Bottom Line: If you’ve been thinking about kayaking as a means to snorkel, take pictures, or exercise, a Venus 11 will meet your needs.

Bell Canoe Rob Roy
Length: 15′
Width: 25.5″
Weight: 30 lbs
Material: KevLight (composite layup)
Price: $2,195

Bell Canoe Rob Roy
Bell Canoe Works is known for its canoes, and the Rob Roy is a canoe-esque kayak, very wide and open-decked. Definitely minus the bells and whistles found on other kayaks. The Rob Roy made available for this review was laminated in Bell’s KevLight. In 2006, Bell is also selling the Rob Roy in its durable BlackGold material, which is designed to be both lightweight and abrasion-resistant. Refreshingly clean cut, the Rob Roy has no bulkheads, hatches, bungee cords, rudder, or skeg. Inside there are foot pegs, a seat with padding and a backrest, and plenty of room to carry drybags. There are cord carry toggles on the bow and stern. It is extremely lightweight, an easy single carry.
Bottom Line: The Rob Roy is a beautiful piece of workmanship that may appeal to both canoeists and kayakers.

Bic Yakka

Length: 9′ 4″
Width: 30″
Weight: 48.5 lbs
Material: Polyethylene hull
Price: $599

Bic Yakka
The Yakka is a cross between a hardshell sit-on-top and an inflatable. The cool thing is that it folds into two pieces. The bow and stern ends meet and clip together. Unclip to unfold and you’ll see an aluminum bar that unscrews to slide over the seam in the hull. Rescrew the bar into place and the hull won’t fold on you while you’re paddling. Then inflate the canvas sides, and within a matter of minutes you’re ready to paddle.

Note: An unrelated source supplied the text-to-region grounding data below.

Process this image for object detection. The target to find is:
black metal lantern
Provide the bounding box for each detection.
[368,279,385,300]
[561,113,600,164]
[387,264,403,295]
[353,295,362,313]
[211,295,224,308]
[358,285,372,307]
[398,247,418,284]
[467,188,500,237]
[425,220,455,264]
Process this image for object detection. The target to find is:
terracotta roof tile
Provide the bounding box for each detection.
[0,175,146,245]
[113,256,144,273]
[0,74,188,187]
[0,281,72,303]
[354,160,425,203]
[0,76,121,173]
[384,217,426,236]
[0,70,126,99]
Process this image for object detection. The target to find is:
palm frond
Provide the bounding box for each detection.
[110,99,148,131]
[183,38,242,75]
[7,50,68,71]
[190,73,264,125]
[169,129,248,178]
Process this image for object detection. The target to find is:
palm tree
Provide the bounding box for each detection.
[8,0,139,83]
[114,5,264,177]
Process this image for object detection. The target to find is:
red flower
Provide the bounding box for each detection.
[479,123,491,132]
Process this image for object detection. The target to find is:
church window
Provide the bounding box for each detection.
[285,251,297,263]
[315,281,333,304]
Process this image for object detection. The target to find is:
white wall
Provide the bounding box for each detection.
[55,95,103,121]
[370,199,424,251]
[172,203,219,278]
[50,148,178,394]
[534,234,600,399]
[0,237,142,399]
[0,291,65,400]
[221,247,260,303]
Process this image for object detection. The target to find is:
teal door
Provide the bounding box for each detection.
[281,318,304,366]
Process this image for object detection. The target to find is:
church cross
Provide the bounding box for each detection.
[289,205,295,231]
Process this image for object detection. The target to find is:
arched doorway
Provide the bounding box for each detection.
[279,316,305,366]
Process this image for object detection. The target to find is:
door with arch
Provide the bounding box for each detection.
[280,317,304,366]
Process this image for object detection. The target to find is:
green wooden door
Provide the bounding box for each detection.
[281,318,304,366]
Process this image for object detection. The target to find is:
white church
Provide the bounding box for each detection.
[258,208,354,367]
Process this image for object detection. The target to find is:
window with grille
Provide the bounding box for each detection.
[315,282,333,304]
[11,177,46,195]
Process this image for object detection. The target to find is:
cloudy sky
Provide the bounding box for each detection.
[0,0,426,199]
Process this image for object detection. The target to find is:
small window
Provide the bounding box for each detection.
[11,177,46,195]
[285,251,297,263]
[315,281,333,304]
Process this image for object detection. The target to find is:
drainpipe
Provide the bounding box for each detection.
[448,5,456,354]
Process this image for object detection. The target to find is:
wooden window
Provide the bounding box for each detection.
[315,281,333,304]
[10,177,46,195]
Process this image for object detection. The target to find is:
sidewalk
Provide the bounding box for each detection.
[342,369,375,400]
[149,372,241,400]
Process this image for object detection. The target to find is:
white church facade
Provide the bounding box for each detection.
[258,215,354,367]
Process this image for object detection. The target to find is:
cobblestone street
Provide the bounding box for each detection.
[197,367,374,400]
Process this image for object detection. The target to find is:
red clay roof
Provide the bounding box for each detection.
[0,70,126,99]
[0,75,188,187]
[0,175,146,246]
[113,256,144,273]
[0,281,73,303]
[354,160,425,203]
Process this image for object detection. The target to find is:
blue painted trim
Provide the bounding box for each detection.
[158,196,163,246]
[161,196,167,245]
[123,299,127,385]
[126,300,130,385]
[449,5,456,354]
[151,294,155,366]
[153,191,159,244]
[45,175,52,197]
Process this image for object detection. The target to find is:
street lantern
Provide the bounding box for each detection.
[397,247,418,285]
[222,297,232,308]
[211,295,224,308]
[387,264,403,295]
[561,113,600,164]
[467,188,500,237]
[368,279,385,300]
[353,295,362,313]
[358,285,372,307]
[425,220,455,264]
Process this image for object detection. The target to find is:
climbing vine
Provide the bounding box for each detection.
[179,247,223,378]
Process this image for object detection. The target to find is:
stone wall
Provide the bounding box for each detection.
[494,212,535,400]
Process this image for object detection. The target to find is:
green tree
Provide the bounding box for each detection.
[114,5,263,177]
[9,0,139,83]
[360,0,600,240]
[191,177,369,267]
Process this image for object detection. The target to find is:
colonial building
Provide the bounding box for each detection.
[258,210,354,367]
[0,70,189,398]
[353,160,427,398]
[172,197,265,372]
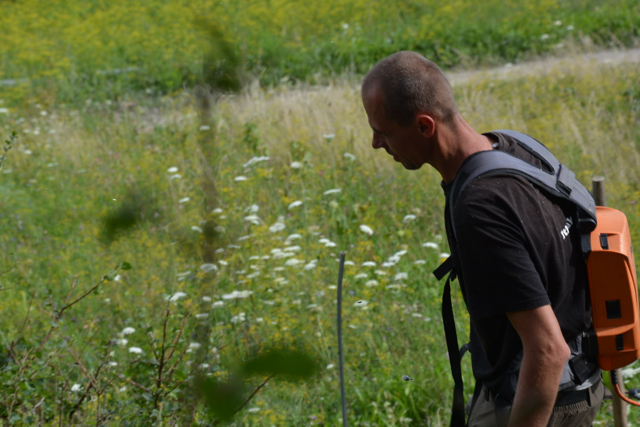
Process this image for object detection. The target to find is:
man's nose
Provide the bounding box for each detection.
[372,134,384,149]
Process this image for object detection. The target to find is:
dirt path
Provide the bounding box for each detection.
[448,48,640,85]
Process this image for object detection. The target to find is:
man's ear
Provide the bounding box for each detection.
[416,115,435,138]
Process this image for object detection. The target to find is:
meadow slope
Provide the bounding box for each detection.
[0,51,640,425]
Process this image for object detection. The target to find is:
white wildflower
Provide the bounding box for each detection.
[218,260,228,266]
[414,260,427,265]
[167,166,179,173]
[248,407,260,413]
[326,364,335,369]
[304,262,317,270]
[374,270,387,276]
[199,125,210,131]
[365,280,379,287]
[287,233,302,241]
[284,258,302,267]
[195,313,209,319]
[113,274,122,282]
[108,361,118,367]
[212,208,223,214]
[567,25,574,31]
[343,152,356,161]
[212,301,224,308]
[170,174,181,180]
[394,272,408,281]
[243,205,259,214]
[116,338,128,346]
[359,225,374,235]
[540,34,550,40]
[355,273,368,280]
[167,292,187,302]
[284,245,302,252]
[128,347,143,354]
[288,200,303,210]
[244,214,261,225]
[403,214,417,223]
[325,241,337,248]
[423,242,439,249]
[200,263,218,273]
[178,197,190,204]
[324,188,341,195]
[234,176,248,182]
[191,225,203,233]
[189,342,202,350]
[439,253,450,259]
[202,296,212,302]
[0,108,9,114]
[231,313,246,324]
[176,271,191,281]
[222,290,253,300]
[71,384,82,392]
[362,261,376,267]
[554,20,562,26]
[290,161,303,169]
[121,327,136,335]
[243,156,269,168]
[354,300,368,307]
[323,134,335,140]
[412,313,423,318]
[269,217,286,233]
[382,262,396,268]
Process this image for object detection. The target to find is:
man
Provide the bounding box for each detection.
[361,51,605,427]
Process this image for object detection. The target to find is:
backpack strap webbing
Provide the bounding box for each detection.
[441,268,466,427]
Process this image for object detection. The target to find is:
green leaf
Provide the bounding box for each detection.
[195,376,246,422]
[120,261,132,270]
[242,348,319,382]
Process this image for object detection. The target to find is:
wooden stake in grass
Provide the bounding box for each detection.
[337,251,348,427]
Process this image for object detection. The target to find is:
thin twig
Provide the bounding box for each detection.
[218,325,244,352]
[154,309,170,410]
[124,377,151,394]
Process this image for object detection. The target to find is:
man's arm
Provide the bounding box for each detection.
[506,305,571,427]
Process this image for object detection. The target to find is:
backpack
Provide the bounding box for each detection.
[433,129,640,427]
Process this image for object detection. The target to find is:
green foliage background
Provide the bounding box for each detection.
[1,0,640,103]
[1,0,640,425]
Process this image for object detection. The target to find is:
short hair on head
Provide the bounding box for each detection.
[362,51,459,127]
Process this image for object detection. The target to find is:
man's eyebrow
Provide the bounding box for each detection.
[370,126,386,135]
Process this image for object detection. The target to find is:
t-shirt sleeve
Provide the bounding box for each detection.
[454,178,551,320]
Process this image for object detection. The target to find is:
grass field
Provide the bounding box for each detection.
[1,0,640,105]
[2,0,640,425]
[1,52,640,424]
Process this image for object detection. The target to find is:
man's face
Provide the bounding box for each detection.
[362,86,426,170]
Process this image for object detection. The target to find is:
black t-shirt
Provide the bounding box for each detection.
[441,131,592,394]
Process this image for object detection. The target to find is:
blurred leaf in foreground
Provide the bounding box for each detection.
[195,375,246,422]
[242,348,319,382]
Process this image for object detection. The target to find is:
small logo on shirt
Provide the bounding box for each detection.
[560,217,573,239]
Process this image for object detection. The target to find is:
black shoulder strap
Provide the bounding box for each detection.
[441,270,466,427]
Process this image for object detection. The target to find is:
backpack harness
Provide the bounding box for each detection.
[432,130,640,426]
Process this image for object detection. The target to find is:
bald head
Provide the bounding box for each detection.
[362,51,459,127]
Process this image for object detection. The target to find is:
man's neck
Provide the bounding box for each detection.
[433,117,494,183]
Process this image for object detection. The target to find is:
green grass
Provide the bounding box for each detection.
[1,55,640,424]
[1,0,640,105]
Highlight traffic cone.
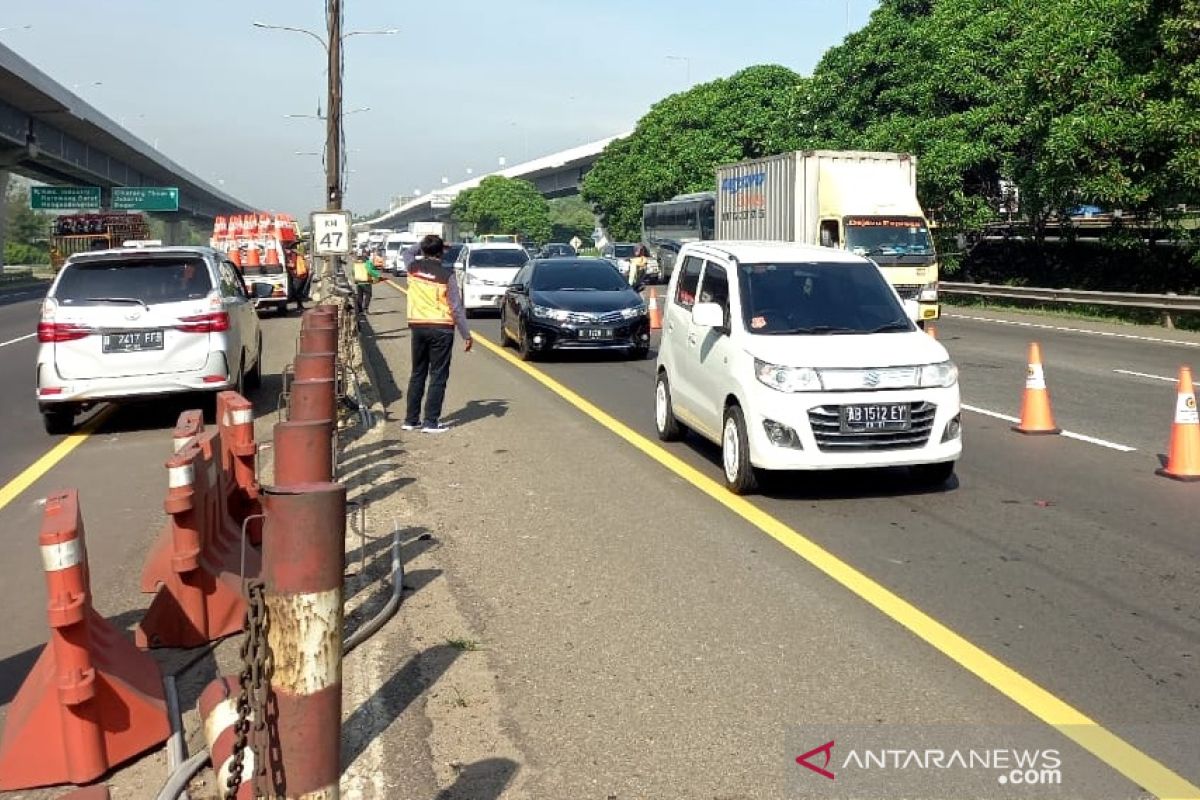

The polyethylene hull provides the rigidity normally found with hardshell kayaks. The canvas sides are attached all the way around the top of the hard shell. The air valves are covered by a neoprene patch. There is a little wheel on one end of the Yakka, but it is best wheeled on pavement; you won’t get far on sand or pebbles.

Bottom Line: Short of storage space? The Yakka is a solidly constructed and smartly conceived foldable recreational kayak.